By sharing knowledge, InSightS is part of ISS’ efforts to produce societally relevant research that can drive action.
Strategies and realities
Though research accessibility is important, effectively positioning research for use necessitates coupling this with well thought-through strategies that give careful consideration to functionality and timeliness. It requires greater scrutiny of ‘fundamental questions such as who the knowledge produced through the research reaches, at what time, and with which purpose’.4 Early identification and integration of clear change objectives into the research process is key, as is early engagement of targeted audiences so that the strategies are fit-for-purpose.
Simultaneously, we also need to acknowledge that change is a highly complex and non-linear process that involves a multitude of different actors with their own interests. For example, who says that knowledge, even if and when it reaches those in decision-making positions, will be directly used to inform policy and practice? Sometimes the accessibility of research - no matter how rigorous or timely - is not the problem. Because research uptake is not only a matter of facts and reason; it’s also a matter of power and politics.
Power and politics of knowledge
The famous Latin phrase ‘scientia potential est’ means knowledge is power. Yet there is ample evidence that producing and emitting knowledge on its own does not necessarily bring about change. However, when combined with action and partnerships, knowledge might stand a better chance.
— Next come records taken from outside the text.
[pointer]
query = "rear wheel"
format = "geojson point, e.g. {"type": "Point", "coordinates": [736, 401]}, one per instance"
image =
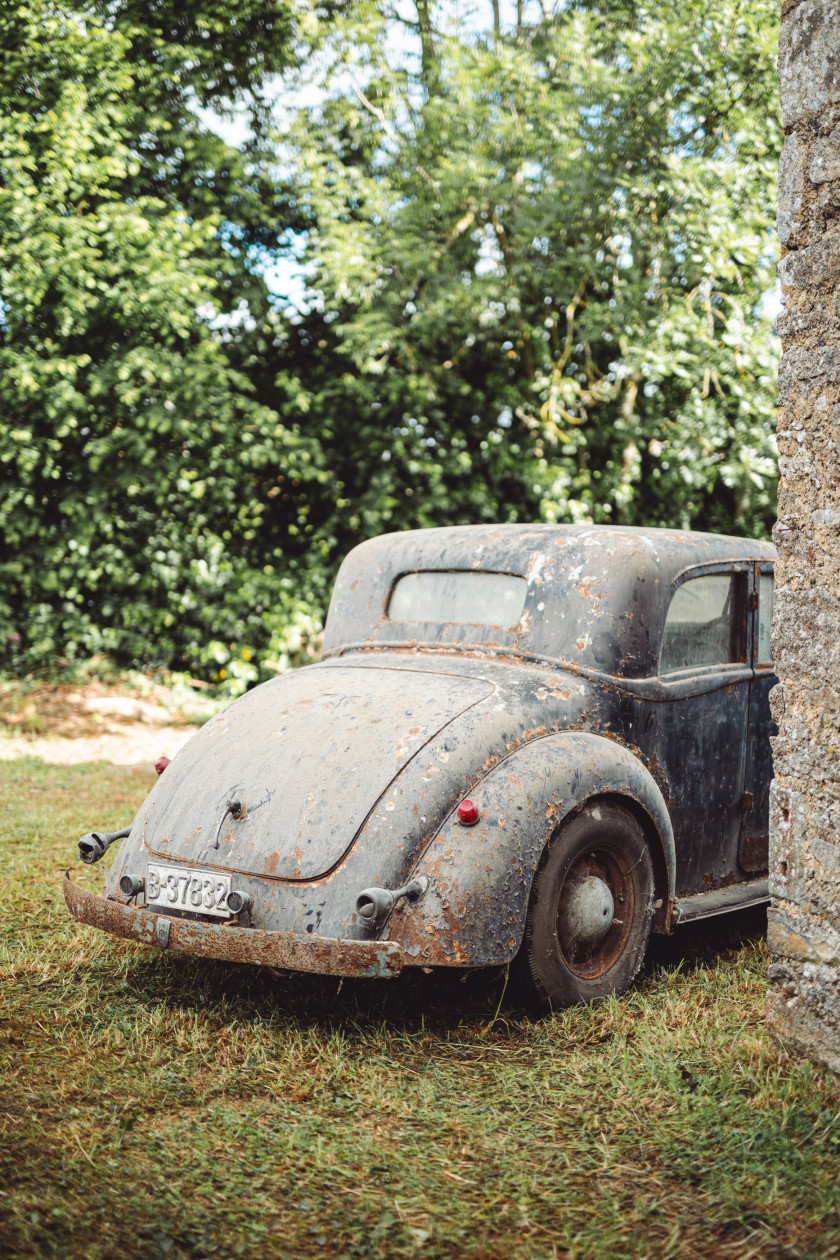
{"type": "Point", "coordinates": [591, 907]}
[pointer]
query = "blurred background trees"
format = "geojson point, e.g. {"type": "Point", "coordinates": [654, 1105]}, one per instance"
{"type": "Point", "coordinates": [460, 265]}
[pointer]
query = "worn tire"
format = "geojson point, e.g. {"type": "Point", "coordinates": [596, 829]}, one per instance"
{"type": "Point", "coordinates": [590, 911]}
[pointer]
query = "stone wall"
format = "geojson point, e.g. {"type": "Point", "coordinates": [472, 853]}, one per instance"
{"type": "Point", "coordinates": [804, 1001]}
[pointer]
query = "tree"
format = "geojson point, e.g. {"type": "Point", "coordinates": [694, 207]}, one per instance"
{"type": "Point", "coordinates": [537, 267]}
{"type": "Point", "coordinates": [543, 269]}
{"type": "Point", "coordinates": [139, 464]}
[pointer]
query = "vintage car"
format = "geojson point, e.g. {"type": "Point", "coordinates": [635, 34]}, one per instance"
{"type": "Point", "coordinates": [522, 742]}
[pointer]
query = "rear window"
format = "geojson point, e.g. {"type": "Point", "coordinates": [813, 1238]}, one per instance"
{"type": "Point", "coordinates": [459, 596]}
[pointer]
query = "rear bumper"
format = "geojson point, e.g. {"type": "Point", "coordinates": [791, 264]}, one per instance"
{"type": "Point", "coordinates": [233, 944]}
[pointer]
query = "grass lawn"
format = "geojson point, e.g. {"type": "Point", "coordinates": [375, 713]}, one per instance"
{"type": "Point", "coordinates": [161, 1106]}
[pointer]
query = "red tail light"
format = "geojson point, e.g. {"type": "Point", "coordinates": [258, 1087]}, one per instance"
{"type": "Point", "coordinates": [467, 813]}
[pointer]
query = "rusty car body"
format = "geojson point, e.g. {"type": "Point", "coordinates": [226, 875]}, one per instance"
{"type": "Point", "coordinates": [532, 742]}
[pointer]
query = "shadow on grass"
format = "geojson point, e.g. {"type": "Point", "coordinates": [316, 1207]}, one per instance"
{"type": "Point", "coordinates": [437, 1003]}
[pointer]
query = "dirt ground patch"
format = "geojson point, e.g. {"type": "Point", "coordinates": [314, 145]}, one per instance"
{"type": "Point", "coordinates": [93, 721]}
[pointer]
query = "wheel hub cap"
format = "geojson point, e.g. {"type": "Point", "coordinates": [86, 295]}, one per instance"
{"type": "Point", "coordinates": [586, 911]}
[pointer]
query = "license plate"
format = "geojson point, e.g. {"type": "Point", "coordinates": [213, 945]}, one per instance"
{"type": "Point", "coordinates": [200, 892]}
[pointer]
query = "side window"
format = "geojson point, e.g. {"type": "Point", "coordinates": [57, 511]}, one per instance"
{"type": "Point", "coordinates": [702, 626]}
{"type": "Point", "coordinates": [765, 616]}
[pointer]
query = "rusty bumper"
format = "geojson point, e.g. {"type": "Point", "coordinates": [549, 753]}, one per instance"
{"type": "Point", "coordinates": [233, 944]}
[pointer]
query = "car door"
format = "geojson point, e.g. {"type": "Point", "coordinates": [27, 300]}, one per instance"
{"type": "Point", "coordinates": [754, 824]}
{"type": "Point", "coordinates": [694, 726]}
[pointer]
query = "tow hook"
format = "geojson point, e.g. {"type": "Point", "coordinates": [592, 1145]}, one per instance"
{"type": "Point", "coordinates": [374, 905]}
{"type": "Point", "coordinates": [95, 844]}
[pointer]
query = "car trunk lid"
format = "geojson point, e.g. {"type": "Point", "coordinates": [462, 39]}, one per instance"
{"type": "Point", "coordinates": [306, 756]}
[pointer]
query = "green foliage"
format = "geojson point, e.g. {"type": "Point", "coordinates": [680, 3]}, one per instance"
{"type": "Point", "coordinates": [537, 267]}
{"type": "Point", "coordinates": [543, 271]}
{"type": "Point", "coordinates": [137, 460]}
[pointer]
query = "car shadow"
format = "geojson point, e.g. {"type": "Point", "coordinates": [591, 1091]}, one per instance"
{"type": "Point", "coordinates": [435, 1002]}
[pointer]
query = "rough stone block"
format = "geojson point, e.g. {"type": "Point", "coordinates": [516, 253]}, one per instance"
{"type": "Point", "coordinates": [801, 371]}
{"type": "Point", "coordinates": [791, 187]}
{"type": "Point", "coordinates": [809, 59]}
{"type": "Point", "coordinates": [815, 265]}
{"type": "Point", "coordinates": [825, 158]}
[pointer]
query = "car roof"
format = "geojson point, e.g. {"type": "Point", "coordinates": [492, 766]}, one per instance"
{"type": "Point", "coordinates": [597, 595]}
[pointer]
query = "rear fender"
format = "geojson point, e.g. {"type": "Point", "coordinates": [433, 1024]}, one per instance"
{"type": "Point", "coordinates": [480, 877]}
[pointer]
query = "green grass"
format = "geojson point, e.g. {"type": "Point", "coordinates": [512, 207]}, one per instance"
{"type": "Point", "coordinates": [164, 1106]}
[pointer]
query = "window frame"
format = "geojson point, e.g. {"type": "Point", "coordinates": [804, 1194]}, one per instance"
{"type": "Point", "coordinates": [746, 584]}
{"type": "Point", "coordinates": [762, 568]}
{"type": "Point", "coordinates": [432, 621]}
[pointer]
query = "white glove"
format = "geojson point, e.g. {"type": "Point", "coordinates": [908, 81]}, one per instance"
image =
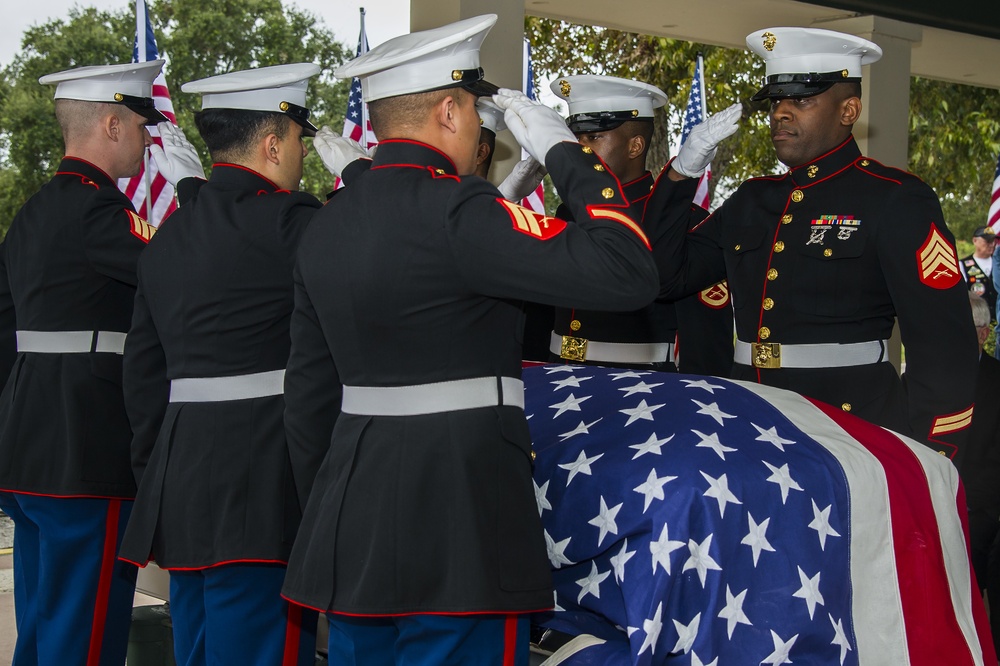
{"type": "Point", "coordinates": [535, 126]}
{"type": "Point", "coordinates": [336, 151]}
{"type": "Point", "coordinates": [699, 149]}
{"type": "Point", "coordinates": [523, 179]}
{"type": "Point", "coordinates": [177, 159]}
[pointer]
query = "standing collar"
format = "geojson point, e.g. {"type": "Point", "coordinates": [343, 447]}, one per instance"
{"type": "Point", "coordinates": [638, 188]}
{"type": "Point", "coordinates": [409, 153]}
{"type": "Point", "coordinates": [827, 164]}
{"type": "Point", "coordinates": [79, 166]}
{"type": "Point", "coordinates": [241, 176]}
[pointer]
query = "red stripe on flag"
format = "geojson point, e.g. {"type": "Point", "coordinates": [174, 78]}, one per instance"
{"type": "Point", "coordinates": [924, 591]}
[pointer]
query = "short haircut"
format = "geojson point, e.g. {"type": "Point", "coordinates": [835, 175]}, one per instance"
{"type": "Point", "coordinates": [981, 314]}
{"type": "Point", "coordinates": [391, 115]}
{"type": "Point", "coordinates": [78, 118]}
{"type": "Point", "coordinates": [231, 134]}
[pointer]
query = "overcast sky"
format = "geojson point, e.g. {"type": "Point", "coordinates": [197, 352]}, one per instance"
{"type": "Point", "coordinates": [383, 18]}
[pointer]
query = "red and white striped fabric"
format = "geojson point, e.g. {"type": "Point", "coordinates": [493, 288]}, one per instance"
{"type": "Point", "coordinates": [151, 194]}
{"type": "Point", "coordinates": [697, 520]}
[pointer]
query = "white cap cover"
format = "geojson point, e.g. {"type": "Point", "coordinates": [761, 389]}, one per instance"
{"type": "Point", "coordinates": [433, 59]}
{"type": "Point", "coordinates": [800, 62]}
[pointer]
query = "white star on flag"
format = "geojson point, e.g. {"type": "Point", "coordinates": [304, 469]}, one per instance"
{"type": "Point", "coordinates": [733, 612]}
{"type": "Point", "coordinates": [540, 496]}
{"type": "Point", "coordinates": [757, 538]}
{"type": "Point", "coordinates": [712, 442]}
{"type": "Point", "coordinates": [641, 387]}
{"type": "Point", "coordinates": [651, 445]}
{"type": "Point", "coordinates": [580, 466]}
{"type": "Point", "coordinates": [641, 411]}
{"type": "Point", "coordinates": [618, 561]}
{"type": "Point", "coordinates": [719, 489]}
{"type": "Point", "coordinates": [782, 477]}
{"type": "Point", "coordinates": [686, 633]}
{"type": "Point", "coordinates": [592, 583]}
{"type": "Point", "coordinates": [652, 488]}
{"type": "Point", "coordinates": [661, 549]}
{"type": "Point", "coordinates": [781, 650]}
{"type": "Point", "coordinates": [605, 520]}
{"type": "Point", "coordinates": [556, 550]}
{"type": "Point", "coordinates": [702, 384]}
{"type": "Point", "coordinates": [840, 638]}
{"type": "Point", "coordinates": [771, 436]}
{"type": "Point", "coordinates": [809, 591]}
{"type": "Point", "coordinates": [821, 523]}
{"type": "Point", "coordinates": [713, 410]}
{"type": "Point", "coordinates": [582, 429]}
{"type": "Point", "coordinates": [652, 627]}
{"type": "Point", "coordinates": [570, 404]}
{"type": "Point", "coordinates": [700, 559]}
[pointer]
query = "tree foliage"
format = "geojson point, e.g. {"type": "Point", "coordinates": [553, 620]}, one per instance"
{"type": "Point", "coordinates": [954, 129]}
{"type": "Point", "coordinates": [198, 39]}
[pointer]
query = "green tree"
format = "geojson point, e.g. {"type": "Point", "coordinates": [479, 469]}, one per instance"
{"type": "Point", "coordinates": [954, 129]}
{"type": "Point", "coordinates": [198, 39]}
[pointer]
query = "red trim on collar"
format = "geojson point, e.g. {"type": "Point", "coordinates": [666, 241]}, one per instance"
{"type": "Point", "coordinates": [425, 145]}
{"type": "Point", "coordinates": [248, 170]}
{"type": "Point", "coordinates": [80, 159]}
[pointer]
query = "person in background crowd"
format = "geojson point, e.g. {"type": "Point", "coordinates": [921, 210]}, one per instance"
{"type": "Point", "coordinates": [204, 368]}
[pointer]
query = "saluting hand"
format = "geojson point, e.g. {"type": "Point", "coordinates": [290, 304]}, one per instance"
{"type": "Point", "coordinates": [177, 159]}
{"type": "Point", "coordinates": [535, 126]}
{"type": "Point", "coordinates": [699, 149]}
{"type": "Point", "coordinates": [337, 151]}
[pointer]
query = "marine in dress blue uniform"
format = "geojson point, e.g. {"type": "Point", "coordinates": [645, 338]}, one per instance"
{"type": "Point", "coordinates": [823, 259]}
{"type": "Point", "coordinates": [204, 367]}
{"type": "Point", "coordinates": [67, 281]}
{"type": "Point", "coordinates": [421, 537]}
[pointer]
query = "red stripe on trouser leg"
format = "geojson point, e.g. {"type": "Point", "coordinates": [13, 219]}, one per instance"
{"type": "Point", "coordinates": [509, 640]}
{"type": "Point", "coordinates": [293, 634]}
{"type": "Point", "coordinates": [104, 583]}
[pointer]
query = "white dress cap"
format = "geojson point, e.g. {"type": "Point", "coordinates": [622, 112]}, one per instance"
{"type": "Point", "coordinates": [600, 103]}
{"type": "Point", "coordinates": [435, 59]}
{"type": "Point", "coordinates": [278, 89]}
{"type": "Point", "coordinates": [491, 115]}
{"type": "Point", "coordinates": [801, 62]}
{"type": "Point", "coordinates": [129, 84]}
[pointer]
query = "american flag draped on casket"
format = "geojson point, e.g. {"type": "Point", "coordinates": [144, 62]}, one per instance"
{"type": "Point", "coordinates": [696, 520]}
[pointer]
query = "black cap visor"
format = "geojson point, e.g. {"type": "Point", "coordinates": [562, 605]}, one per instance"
{"type": "Point", "coordinates": [144, 106]}
{"type": "Point", "coordinates": [299, 114]}
{"type": "Point", "coordinates": [601, 121]}
{"type": "Point", "coordinates": [778, 86]}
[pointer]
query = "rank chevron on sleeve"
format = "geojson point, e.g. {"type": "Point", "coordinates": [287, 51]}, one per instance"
{"type": "Point", "coordinates": [938, 262]}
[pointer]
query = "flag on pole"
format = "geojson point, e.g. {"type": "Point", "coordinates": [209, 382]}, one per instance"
{"type": "Point", "coordinates": [536, 200]}
{"type": "Point", "coordinates": [694, 113]}
{"type": "Point", "coordinates": [151, 194]}
{"type": "Point", "coordinates": [357, 126]}
{"type": "Point", "coordinates": [993, 217]}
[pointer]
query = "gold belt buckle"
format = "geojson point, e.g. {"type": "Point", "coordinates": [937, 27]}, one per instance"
{"type": "Point", "coordinates": [766, 355]}
{"type": "Point", "coordinates": [573, 349]}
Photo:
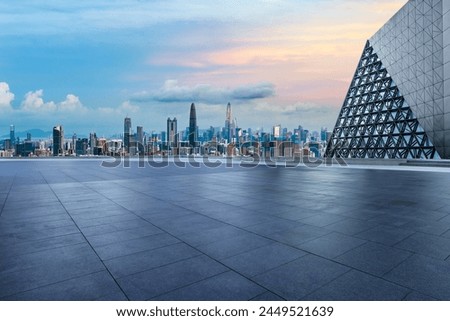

So we need to think about what we must do ‘to make our commitments to a more equitable and sustainable world real’ and about how we can ‘best collaborate to co-generate and mobilize evidence in ways that ultimately make a difference to people’s lives’, as suggested by Professor Melissa Leach.5
As a graduate school for critical social science, it suits us to also look critically at ourselves. For example by being ‘humble about our own assumptions and positions’ (ibid), by acknowledging the ‘politics of knowledge’ and by reflecting on powerful and thought-provoking questions that relate to both the critiques of academia in the ivory tower as well as to the decolonization discourse. This includes questions such as whose knowledge we are talking about, how that knowledge is produced (including the potential existence of ‘academic or cultural snobbery’) and whether we are potentially replicating existing power inequalities and/or further intensifying growing segregation in society.
Struggling in solidarity
Producing research that meaningfully contributes to social justice and equity is challenging, and the complexity may even be daunting and discouraging at times. But if we are truly in solidarity with those who are left behind and truly committed to contributing to global development and a more equal world, we will appreciate that often ‘change comes through continuous struggle’ (Martin Luther King Jr) and not shy away from struggling ourselves as we reflect upon and determine how we as an engaged institute can best play our part.
- This was part of a research quality assessment (RQA). RQAs are executed every 6 years in line with the Standard Evaluation Protocol developed under the auspices of the Dutch Academy for Sciences, the Dutch Research Council and the Association of Universities in the Netherlands.
- Huijsmans, R. and E. Mills (2019) ‘What determines societal relevance’ ISS blog BlISS, 10 January 2019.
- In the blog post, societal relevance was defined as ‘the quality or state of being closely connected and appropriate’ and impact as ‘a noticeable effect or influence’.
- Hilhorst, D., L. Swartz and A. Ceelen (2021) ‘Positioning Academia | Let’s talk about it: embedding research communication in transformative research’ ISS blog BlISS, 13 February 2021.
- Leach, M. (2021) ‘Positioning Academia | Development must change in the face of injustice and inequality’ ISS blog BlISS, 9 February 2021.